Friday, June 8, 2012

Portrait: Stephen's Catechism?

I'm not sure what to say about the rest of section three of this book. There is a significant quote at the end of the book where a friend of Stephen's asks him why he doesn't become a Protestant if he is so unhappy with the Catholic church. Stephen's answer is,
I said that I had lost the faith, Stephen answered, but not that I had lost self-respect. What kind of liberation would that be to forsake an absurdity which is logical and coherent and to embrace one which is illogical and incoherent?
Here is the problem: Stephen's Catholicism is illogical, incoherent and at odds with actual church teaching. Most importantly, his understanding of the role of Christ in human redemption is off and he seems to have been very poorly catechized.

As I say, I'm not sure what to make of this. For example, while Stephen's understanding of Catholic teaching is wrong it's far from uniquely wrong.
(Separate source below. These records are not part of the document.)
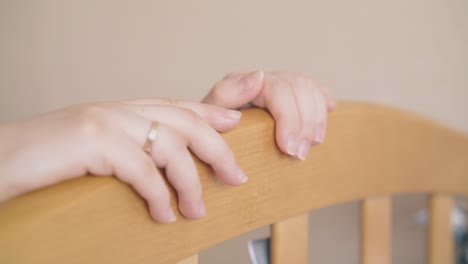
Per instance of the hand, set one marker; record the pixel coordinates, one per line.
(108, 139)
(298, 105)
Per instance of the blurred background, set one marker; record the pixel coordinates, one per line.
(408, 54)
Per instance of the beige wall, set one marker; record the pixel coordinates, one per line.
(410, 54)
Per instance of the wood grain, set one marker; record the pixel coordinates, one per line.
(441, 248)
(376, 230)
(190, 260)
(290, 240)
(370, 151)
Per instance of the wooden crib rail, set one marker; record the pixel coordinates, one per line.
(371, 151)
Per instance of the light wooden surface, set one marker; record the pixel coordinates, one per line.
(376, 230)
(441, 246)
(190, 260)
(371, 151)
(289, 240)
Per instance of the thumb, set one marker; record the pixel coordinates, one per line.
(236, 92)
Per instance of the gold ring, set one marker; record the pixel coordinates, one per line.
(152, 134)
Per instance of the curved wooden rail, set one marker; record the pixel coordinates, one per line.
(371, 151)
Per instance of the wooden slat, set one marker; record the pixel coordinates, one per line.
(441, 241)
(289, 240)
(376, 231)
(191, 260)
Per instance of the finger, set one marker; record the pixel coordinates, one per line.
(308, 110)
(279, 99)
(133, 166)
(202, 139)
(235, 92)
(170, 152)
(321, 121)
(219, 118)
(330, 102)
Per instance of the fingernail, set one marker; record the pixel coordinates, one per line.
(170, 215)
(202, 209)
(242, 176)
(291, 140)
(232, 114)
(304, 148)
(319, 135)
(252, 80)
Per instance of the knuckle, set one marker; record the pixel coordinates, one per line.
(192, 118)
(171, 101)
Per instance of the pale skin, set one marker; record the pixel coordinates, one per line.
(107, 139)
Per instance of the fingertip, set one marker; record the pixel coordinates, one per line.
(331, 105)
(166, 216)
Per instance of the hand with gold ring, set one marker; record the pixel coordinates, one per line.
(109, 139)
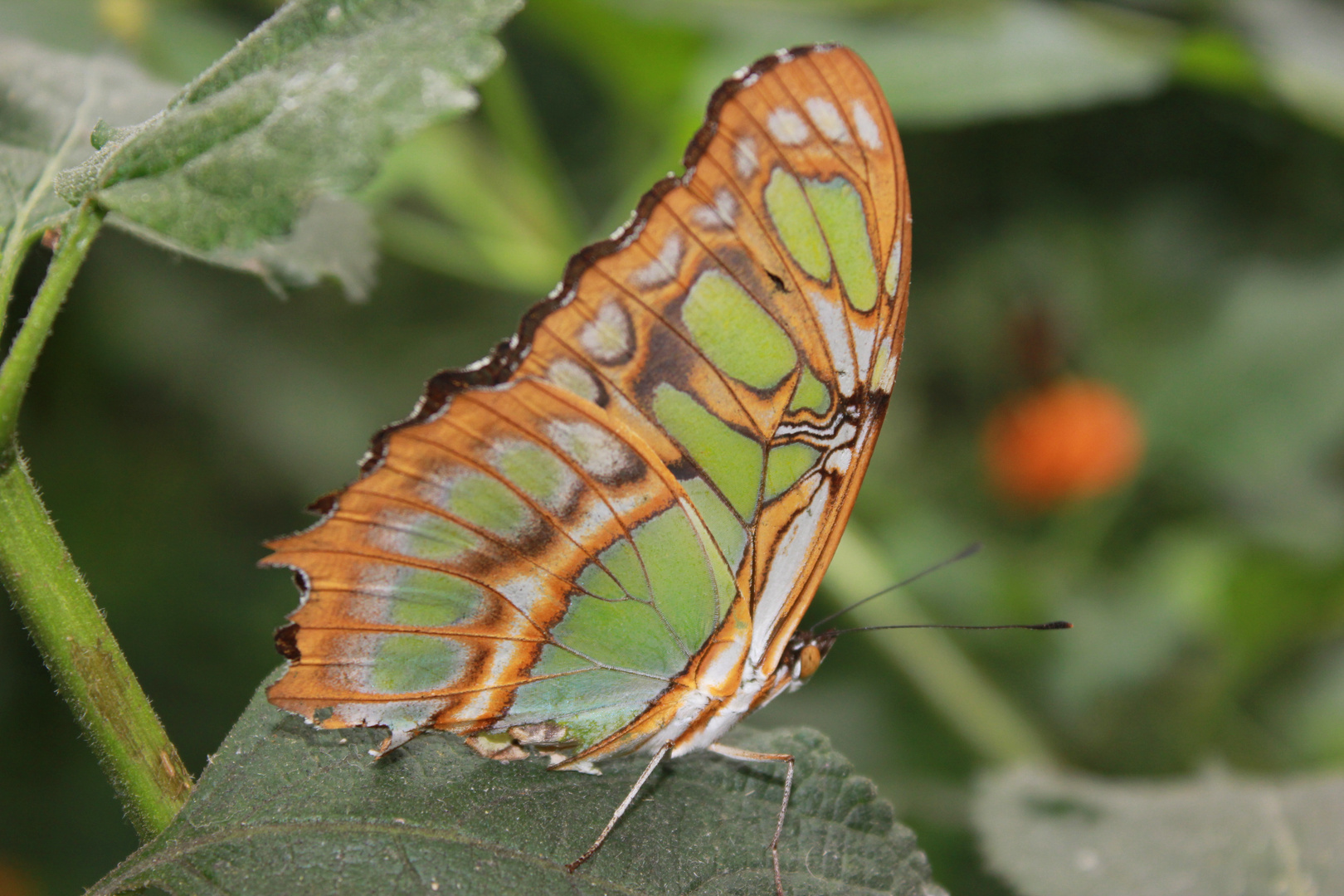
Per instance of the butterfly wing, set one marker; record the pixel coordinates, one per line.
(507, 562)
(728, 358)
(749, 323)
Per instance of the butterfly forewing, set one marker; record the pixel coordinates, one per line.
(733, 349)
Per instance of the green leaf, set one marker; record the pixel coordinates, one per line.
(1257, 402)
(50, 105)
(247, 163)
(965, 62)
(290, 809)
(1300, 46)
(1053, 833)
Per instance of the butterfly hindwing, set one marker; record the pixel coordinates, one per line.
(629, 504)
(520, 558)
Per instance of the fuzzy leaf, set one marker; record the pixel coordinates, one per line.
(50, 104)
(290, 809)
(1058, 835)
(247, 163)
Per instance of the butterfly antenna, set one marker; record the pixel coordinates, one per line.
(962, 555)
(1038, 626)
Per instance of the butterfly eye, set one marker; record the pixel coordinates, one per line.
(808, 661)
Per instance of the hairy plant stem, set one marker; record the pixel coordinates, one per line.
(85, 659)
(956, 689)
(52, 599)
(27, 344)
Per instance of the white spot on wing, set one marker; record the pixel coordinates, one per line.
(592, 448)
(869, 132)
(721, 215)
(743, 156)
(788, 127)
(863, 340)
(835, 327)
(839, 461)
(663, 269)
(789, 559)
(827, 119)
(609, 338)
(893, 269)
(576, 377)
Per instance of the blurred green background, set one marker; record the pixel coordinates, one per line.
(1157, 187)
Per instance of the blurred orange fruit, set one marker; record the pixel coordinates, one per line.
(1069, 440)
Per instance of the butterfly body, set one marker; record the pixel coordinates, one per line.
(601, 539)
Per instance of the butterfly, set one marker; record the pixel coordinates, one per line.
(602, 538)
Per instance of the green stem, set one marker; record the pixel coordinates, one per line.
(15, 249)
(956, 689)
(85, 660)
(27, 344)
(56, 607)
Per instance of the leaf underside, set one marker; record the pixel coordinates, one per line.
(249, 162)
(50, 105)
(1058, 835)
(290, 809)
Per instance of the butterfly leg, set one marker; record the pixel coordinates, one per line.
(750, 755)
(620, 811)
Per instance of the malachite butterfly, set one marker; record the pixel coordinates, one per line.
(601, 538)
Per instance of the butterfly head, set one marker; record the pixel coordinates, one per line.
(804, 655)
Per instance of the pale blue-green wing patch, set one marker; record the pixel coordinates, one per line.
(519, 538)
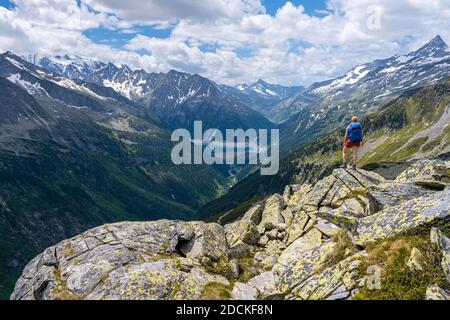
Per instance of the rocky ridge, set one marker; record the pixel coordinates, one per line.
(311, 242)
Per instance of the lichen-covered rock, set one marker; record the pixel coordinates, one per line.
(265, 284)
(243, 231)
(242, 291)
(443, 243)
(140, 260)
(392, 193)
(434, 292)
(271, 216)
(290, 245)
(433, 174)
(327, 228)
(330, 282)
(298, 226)
(414, 262)
(405, 216)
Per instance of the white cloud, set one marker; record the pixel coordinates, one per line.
(290, 47)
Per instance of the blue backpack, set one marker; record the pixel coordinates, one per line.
(354, 132)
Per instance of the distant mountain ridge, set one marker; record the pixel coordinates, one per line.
(262, 96)
(364, 89)
(75, 154)
(177, 98)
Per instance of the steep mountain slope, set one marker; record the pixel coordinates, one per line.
(74, 155)
(73, 67)
(262, 96)
(178, 99)
(364, 89)
(313, 242)
(413, 126)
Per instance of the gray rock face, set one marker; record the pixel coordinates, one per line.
(434, 292)
(141, 260)
(433, 174)
(285, 243)
(443, 243)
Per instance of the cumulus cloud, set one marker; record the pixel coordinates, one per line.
(230, 41)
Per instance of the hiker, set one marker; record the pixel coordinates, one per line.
(353, 140)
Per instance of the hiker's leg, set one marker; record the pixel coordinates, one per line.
(344, 154)
(355, 155)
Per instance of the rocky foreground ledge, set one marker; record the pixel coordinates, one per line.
(312, 242)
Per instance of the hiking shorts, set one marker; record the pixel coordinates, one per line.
(350, 144)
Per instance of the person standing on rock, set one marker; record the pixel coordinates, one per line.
(353, 140)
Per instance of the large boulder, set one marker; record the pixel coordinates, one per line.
(443, 243)
(433, 174)
(272, 213)
(335, 282)
(407, 215)
(434, 292)
(131, 260)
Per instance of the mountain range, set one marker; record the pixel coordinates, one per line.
(85, 142)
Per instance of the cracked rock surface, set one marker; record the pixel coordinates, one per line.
(286, 247)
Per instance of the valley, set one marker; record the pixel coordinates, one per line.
(84, 142)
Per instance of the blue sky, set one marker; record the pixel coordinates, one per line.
(117, 38)
(228, 41)
(6, 4)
One of his more significant errors is to cast Christ as stern and forbidding and Mary as more easily accessible as if we needed some sort of go between between us as sinners and Christ. You really could not get Christ more wrong than that.

But maybe that was what young James Joyce was taught. There are few branches of the Catholic church quite as messed up as the Irish church and perhaps this is a reflection of that.

I guess the question is this: Does Stephen get it wrong because Joyce himself got it wrong or does Stephen get it wrong because Joyce intentionally made Stephen that way? Either way, I have never seen criticism handling the issue.